In the 1960s, Arizona State University took on the mantle of culture-bringer in Phoenix. To herald the opening of ASU’s $2.8 million Frank Lloyd Wright-designed Gammage Auditorium, the university’s 1964 Fine Arts Festival was headlined by Eugene Ormandy and the Philadelphia Orchestra and the lavish tour of the Broadway hit, Camelot.
Sir Donald Wolfit, the celebrated British actor, headlined the cast of the Old Vic production of King Lear and Swedish soprano Birgit Nilsson sang music from Wagner. The Phoenix Symphony also performed.
In addition, there was a symposium on the status of the performing arts in America led by Harold Schonberg, music critic of the New York Times.
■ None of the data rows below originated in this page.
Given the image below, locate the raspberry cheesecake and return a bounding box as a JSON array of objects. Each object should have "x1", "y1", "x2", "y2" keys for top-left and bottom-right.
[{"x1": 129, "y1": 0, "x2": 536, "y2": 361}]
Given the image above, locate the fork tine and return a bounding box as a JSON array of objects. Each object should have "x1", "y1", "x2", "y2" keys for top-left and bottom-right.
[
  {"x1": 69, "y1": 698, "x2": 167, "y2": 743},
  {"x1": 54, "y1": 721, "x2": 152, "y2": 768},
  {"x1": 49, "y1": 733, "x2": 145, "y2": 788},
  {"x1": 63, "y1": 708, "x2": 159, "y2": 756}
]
Biff McGuire and Jeannie Carson were the stars of Camelot. Much excitement was registered by the casting of Sean Garrison as Lancelot. Sean had small roles in Splendor in the Grass and Bridge to the Sun, as well as in TV’s Sugarfoot and The Adventures of Ozzie and Harriet, and was predicted to become the next big male star in Hollywood.
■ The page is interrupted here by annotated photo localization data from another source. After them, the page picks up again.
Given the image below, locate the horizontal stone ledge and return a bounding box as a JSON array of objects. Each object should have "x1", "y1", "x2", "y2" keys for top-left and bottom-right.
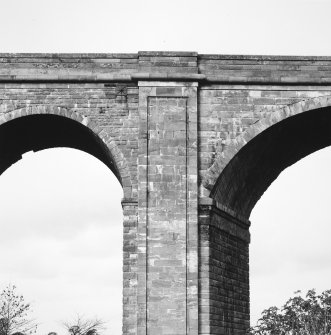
[
  {"x1": 1, "y1": 52, "x2": 330, "y2": 61},
  {"x1": 0, "y1": 53, "x2": 138, "y2": 59},
  {"x1": 203, "y1": 76, "x2": 331, "y2": 85},
  {"x1": 135, "y1": 75, "x2": 331, "y2": 85},
  {"x1": 199, "y1": 197, "x2": 251, "y2": 228},
  {"x1": 0, "y1": 74, "x2": 133, "y2": 83},
  {"x1": 132, "y1": 73, "x2": 205, "y2": 81},
  {"x1": 121, "y1": 198, "x2": 138, "y2": 206},
  {"x1": 199, "y1": 54, "x2": 331, "y2": 61},
  {"x1": 1, "y1": 73, "x2": 331, "y2": 85},
  {"x1": 0, "y1": 51, "x2": 197, "y2": 59},
  {"x1": 138, "y1": 51, "x2": 198, "y2": 57},
  {"x1": 0, "y1": 73, "x2": 206, "y2": 83}
]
The Camelot tour was widely regarded as a “tryout” for the role of Lancelot in the megabudgeted Camelot motion picture being planned by Warner Brothers with Vanessa Redgrave and Richard Harris in the leads. Warner Bros. executives were in the Gammage auditorium opening night to see Sean’s performance. Apparently they weren’t impressed. (Actually, it was reported in one Tinsel Town gossip column that studio head, Jack L. Warner, didn’t think he was handsome enough (!) )Italian actor Franco Nero was cast in the role. To add insult to injury, Franco had to be dubbed while Sean possessed a superb baritone. After coming off the tour, Sean’s career was limited mostly to TV guest-star appearances.
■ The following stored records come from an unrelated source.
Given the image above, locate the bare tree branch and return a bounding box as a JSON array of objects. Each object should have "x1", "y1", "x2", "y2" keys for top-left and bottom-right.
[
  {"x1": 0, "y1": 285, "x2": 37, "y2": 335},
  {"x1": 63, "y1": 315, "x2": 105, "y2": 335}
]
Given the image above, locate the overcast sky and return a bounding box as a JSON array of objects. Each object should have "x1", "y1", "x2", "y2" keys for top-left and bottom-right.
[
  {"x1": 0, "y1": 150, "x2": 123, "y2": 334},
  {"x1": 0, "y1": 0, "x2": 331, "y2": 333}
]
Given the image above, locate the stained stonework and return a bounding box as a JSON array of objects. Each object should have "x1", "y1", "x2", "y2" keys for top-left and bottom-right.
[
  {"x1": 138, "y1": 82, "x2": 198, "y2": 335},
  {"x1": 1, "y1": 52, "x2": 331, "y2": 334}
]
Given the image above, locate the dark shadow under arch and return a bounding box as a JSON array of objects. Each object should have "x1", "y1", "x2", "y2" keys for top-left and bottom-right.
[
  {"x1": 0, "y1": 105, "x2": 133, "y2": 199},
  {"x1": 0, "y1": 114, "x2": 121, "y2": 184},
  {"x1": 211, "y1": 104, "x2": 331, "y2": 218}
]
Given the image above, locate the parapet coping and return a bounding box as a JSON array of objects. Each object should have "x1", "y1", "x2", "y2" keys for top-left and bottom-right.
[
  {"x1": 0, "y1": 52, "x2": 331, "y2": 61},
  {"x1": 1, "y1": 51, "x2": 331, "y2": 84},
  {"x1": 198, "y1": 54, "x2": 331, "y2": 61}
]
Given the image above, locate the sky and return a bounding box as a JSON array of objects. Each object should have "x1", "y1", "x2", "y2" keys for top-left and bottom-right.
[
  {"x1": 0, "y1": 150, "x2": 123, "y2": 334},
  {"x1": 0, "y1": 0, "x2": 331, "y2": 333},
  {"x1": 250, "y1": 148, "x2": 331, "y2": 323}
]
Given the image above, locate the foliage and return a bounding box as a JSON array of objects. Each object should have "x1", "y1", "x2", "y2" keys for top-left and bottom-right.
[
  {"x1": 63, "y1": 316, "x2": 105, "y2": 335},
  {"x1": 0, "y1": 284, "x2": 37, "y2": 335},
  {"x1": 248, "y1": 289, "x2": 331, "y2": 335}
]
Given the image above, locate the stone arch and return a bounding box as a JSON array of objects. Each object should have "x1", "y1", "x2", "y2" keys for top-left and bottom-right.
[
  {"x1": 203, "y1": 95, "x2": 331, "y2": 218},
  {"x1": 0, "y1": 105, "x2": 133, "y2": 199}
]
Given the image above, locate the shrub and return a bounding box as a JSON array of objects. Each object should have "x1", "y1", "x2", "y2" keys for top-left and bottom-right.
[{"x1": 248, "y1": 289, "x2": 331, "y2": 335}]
In addition to opening Gammage, the festival marked the debut of the new acoustical shell designed for Gammage Auditorium by George Izenour of Yale University. The 45-ton, plaster coated steel shell telescoped against the stage’s back wall when not in use. It contributed greatly to Gammage’s reputation as one of the finest auditoriums in America in which to hear music.
Also were on show were the auditorium’s much talked about “floating balconies.” The two balconies were detached from the rear wall, allowing an unimpeded flow of sound around the more than 3,000 patrons.
Gammage’s stage – big enough to house the largest Metropolitan Opera production – is seen from one of the famous “floating balconies.”
Gammage officials bragged that the stage was large enough to “house the sets and props of the most extensive Metropolitan Opera Company production.” For the statistical minded, the stage was 140 feet wide and 60 feet deep (which included a forestage that sank into the basement). The height of 78 feet allowed for the most elaborate lighting, sound and rigging setups of any theater in the Western United States.
The most distant seat from the stage was 115 feet. Seating was continental style, meaning no center aisle.
The facility also included scenic and costume shops and dressing rooms.